Akeso, Inc. published two phase Ib clinical results of its innovative CD47 monoclonal antibody ligufalimab (AK117) in combination with azacitidine in patients with newly diagnosed higher-risk myelodysplastic syndrome (HR-MDS) and treatment-nave acute myeloid leukemia (AML) at the 65th American Society of Hematology (ASH) Annual Meeting. HR-MDS Anemia is a significant symptom of MDS, and effectively managing anemia and minimizing blood transfusion are crucial aspects of disease control. As of August 25, 2023, a total of 86 patients were evaluable for safety.

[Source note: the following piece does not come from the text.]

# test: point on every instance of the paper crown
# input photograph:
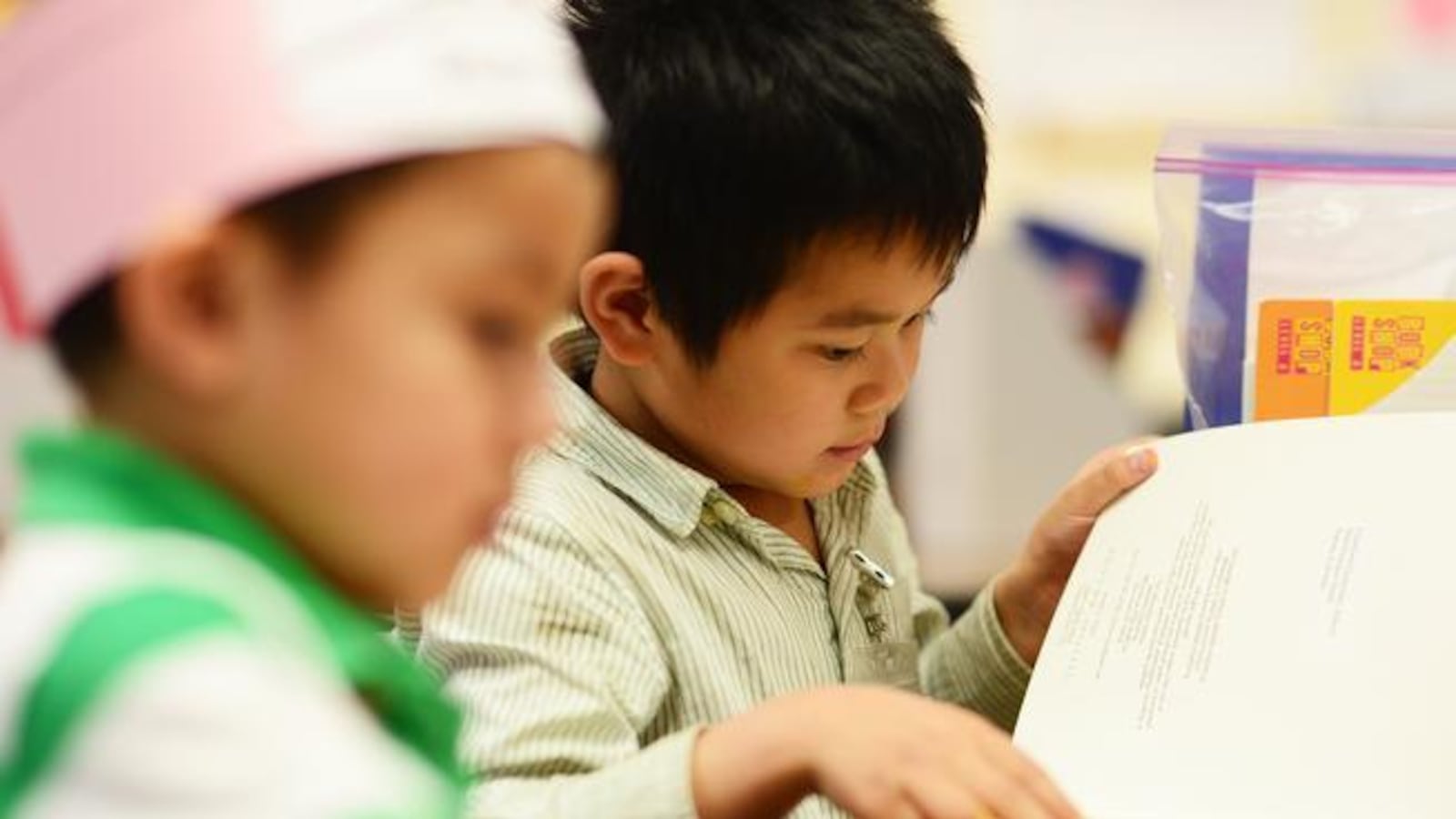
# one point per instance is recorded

Anemia (a primary adverse event associated with CD47 blocking antibodies) occurred in only 29.1% of the patients. AK117 has emerged as a potential best-in-class therapy for MDS. In this study, AK117 in combination with AZA was well tolerated with low incidence of anemia and demonstrated promising efficacy in patients with newly diagnosed HR-MDS.

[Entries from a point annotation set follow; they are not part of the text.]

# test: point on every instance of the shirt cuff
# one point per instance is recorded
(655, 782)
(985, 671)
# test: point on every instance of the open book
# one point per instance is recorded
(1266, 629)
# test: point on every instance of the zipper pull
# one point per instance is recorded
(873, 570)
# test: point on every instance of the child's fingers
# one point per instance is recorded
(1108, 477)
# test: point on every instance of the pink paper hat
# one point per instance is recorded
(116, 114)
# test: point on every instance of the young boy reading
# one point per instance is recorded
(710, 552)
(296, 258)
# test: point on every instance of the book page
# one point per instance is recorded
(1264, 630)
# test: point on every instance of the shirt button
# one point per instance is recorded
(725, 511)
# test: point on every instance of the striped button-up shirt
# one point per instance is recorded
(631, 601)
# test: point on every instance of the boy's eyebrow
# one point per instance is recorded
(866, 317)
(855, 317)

AK117 is expected to be a superior treatment option for MDS patients worldwide. Akeso has received FDA clearance for the Investigational New Drug (IND) application for AK117 in combination with azacitine for the treatment of patients with newly diagnosed higher- risk MDS. This randomized, double-blind, global multi-center Phase II study is underway.

Notably, Akeso is consistently advancing the development of AK117 as a therapeutic agent in combination with various agents such as PD-1/CTLA-4 and PD-1/VEGF bispecific antibodies, for the treatment of multiple hematologic malignancies and solid tumors. AML As of August 25, 20 23, among 20 evaluable patients, the composite complete remission (CCR) rate was 55%, with 50.0% of patients achieving CR. About Ligufalimab (AK 117) AK117, independently developed by Akeso, is a next-generation humanized lgG4 anti-CD47 antibody without hemagglutination effect.

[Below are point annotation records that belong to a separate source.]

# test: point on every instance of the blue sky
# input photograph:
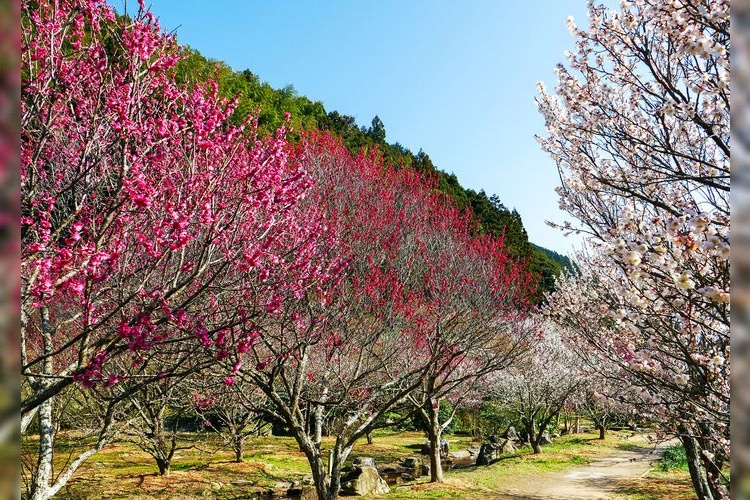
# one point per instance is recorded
(456, 79)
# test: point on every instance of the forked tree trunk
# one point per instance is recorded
(434, 433)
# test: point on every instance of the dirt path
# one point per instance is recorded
(601, 478)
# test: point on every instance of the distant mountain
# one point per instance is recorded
(270, 105)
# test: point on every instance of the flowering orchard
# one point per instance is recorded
(146, 218)
(639, 128)
(160, 240)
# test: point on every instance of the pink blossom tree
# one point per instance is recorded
(537, 388)
(639, 129)
(146, 218)
(479, 298)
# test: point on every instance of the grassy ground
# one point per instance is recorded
(204, 468)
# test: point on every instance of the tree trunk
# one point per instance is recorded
(40, 488)
(163, 464)
(434, 434)
(533, 436)
(318, 426)
(239, 447)
(697, 473)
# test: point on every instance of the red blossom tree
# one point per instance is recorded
(146, 217)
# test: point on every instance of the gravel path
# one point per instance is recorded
(599, 479)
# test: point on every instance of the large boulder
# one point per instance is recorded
(363, 481)
(413, 466)
(511, 434)
(546, 438)
(487, 453)
(364, 462)
(444, 447)
(508, 446)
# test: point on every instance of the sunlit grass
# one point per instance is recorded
(204, 467)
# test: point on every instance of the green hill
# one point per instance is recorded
(270, 105)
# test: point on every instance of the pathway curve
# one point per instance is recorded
(600, 479)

AK117 can bind to CD47 expressed on tumor cells and block the interaction between CD47 and SIRP, in order to enhance the phagocytic activity of phagocytes on tumor cells, thereby inhibiting the growth of tumors. Currently, several phase II clinical trials are underway to investigate the potential of AK117 in combination with azACitidine for hematological tumors, as well as AK117 alone or in combination with PD-1/CTLA -4 and PD-1/veGF bispecific antibodies for various solid tumors. Preliminary studies have shown promising efficacy and safety profiles of AK117, with no observed dose-limiting toxicity events.

Additionally, an international multicenter clinical study evaluating AK117 for the treatment of MDS has been initiated. Akeso is actively developing a diverse pipeline of over 30 innovative assets in areas such as cancer, autoimmune disease, inflammation, metabolic disease, and other therapeutic fields. Among these, 19 assets have entered the clinical stage, with 3 innovative drugs already approved, 13 Phase III studies ongoing.

Utilizing its proprietary Tetrabody technology, Akeso has successfully developed the first-in-class PD-1/CTLA the first-in-classPD-1/CTLA- 4 bispecific antibody drug for the market. Additionally, the company has five other innovative bispecific antibody drugs in the clinical stage, includingivonescimab (PD-1/VEGF), PD-1/LAG-3, TIGIT/TGF-Beta, PD-1/CD73, and claudin18.2/CD47 bispecific antibodies. In June 2022, cadonilimab was approved by the NMPA and became the first commercialized bispecific IO drug globally.

Another Akeso internally discovered and developed oncology product, penpulimab (a PD-1 antibody), was granted granted a combination with a PD-1/VEGF-1/VEGF), a combination with AZA and a combination with AZA, and claudin 18.